A few years ago he was interviewed regarding his likes and dislikes. He said that his favorite prose authors were Thackeray and Balzac, his favorite poets, Shakespeare and Goethe, his favorite book, "Vanity Fair," his favorite play, "Hamlet," his favorite heroines in fiction, Becky Sharp and EugÉnie Grandet, his favorite heroes in fiction, Santa Claus and Brer Rabbit; and he admires truth most in men and loving sympathy in women.

His strength as a writer lies in an unsurpassed ability to detect and delineate shams, and this ability shines brilliantly in the character of Selma White, the heroine of "Unleavened Bread." The book is a protest against superficiality; the character of Selma White is a monument of vanity.

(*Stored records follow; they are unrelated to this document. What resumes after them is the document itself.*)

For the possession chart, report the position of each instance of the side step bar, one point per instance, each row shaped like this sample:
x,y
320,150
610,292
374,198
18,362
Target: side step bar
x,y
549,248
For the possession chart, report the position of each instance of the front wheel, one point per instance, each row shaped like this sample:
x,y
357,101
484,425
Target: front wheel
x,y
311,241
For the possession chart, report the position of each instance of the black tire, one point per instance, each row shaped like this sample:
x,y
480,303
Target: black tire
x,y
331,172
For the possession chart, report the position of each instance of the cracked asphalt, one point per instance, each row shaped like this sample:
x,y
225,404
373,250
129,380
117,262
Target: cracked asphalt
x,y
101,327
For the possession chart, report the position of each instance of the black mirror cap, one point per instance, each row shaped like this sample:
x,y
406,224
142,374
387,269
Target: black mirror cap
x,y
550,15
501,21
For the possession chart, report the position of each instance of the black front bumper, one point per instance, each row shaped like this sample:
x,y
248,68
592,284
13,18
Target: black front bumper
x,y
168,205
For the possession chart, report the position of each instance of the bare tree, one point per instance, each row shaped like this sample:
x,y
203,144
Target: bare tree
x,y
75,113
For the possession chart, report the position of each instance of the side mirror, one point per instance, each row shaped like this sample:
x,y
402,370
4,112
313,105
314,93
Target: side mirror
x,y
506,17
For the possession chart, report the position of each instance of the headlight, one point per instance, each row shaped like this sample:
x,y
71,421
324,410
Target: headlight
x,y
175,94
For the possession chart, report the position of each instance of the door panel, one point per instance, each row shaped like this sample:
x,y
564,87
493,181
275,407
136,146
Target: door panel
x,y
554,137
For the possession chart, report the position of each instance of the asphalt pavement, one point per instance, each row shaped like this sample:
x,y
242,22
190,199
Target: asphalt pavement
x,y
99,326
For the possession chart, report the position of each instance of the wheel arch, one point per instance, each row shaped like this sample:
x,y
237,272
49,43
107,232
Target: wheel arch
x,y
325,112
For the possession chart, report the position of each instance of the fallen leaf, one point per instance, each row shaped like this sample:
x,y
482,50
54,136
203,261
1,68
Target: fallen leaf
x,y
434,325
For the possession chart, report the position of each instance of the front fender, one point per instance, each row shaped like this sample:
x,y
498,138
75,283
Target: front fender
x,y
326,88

We have all met Selmas, rampant women—there are men like them, of course—who flatter themselves that they are born to grace every resting-place and brush aside difficulties that would have staggered Napoleon or Catherine de Medici. The author has contradicted the opinion that Selma is a shaft aimed at women's clubs. "It is simply that modern women's clubs are the best medium for that kind of women," he says "that I depicted Selma as a prime mover in some of them. But she exists outside of women's clubs probably more plentifully than in them."

It has been said that Judge Grant is timid about forcing his way into public attention. The reply quoted from early in this article was an exception to an apparently firmly established rule. At the time when comment on his ten-thousand-a-year proposition was severest Judge Grant wrote to a friend for advice, and he was very easily persuaded to give no heed to his critics. At the same time, if what he had thought of saying would have blown the fog away, it would have been better for him then to have settled the question decisively. But, he was content for the nonce to have his retiring disposition approved; and a philosopher of this type rather invites than forbids attack. But, after all, even his harshest critics praise his rare skill in the exposition of character, his remarkable fertility of wit, and his complete mastery of the technique of literature. Nor is it to be gainsaid that his career has illustrated the wisdom of his lines in "The Lambs":

Success is Labor's prize
Work is the mother of fame.
And who on a boom shall rise
To the height of an honest name?
The bee by industry reapeth
The stores which enrich the hives.
All that is thrifty creepeth,
For toil is the law of lives,
And he who reaps without sowing,
A bitter harvest reaps;
The law of gradual growing
Is the law that never sleeps.

F. Marion Crawford.

F. MARION CRAWFORD.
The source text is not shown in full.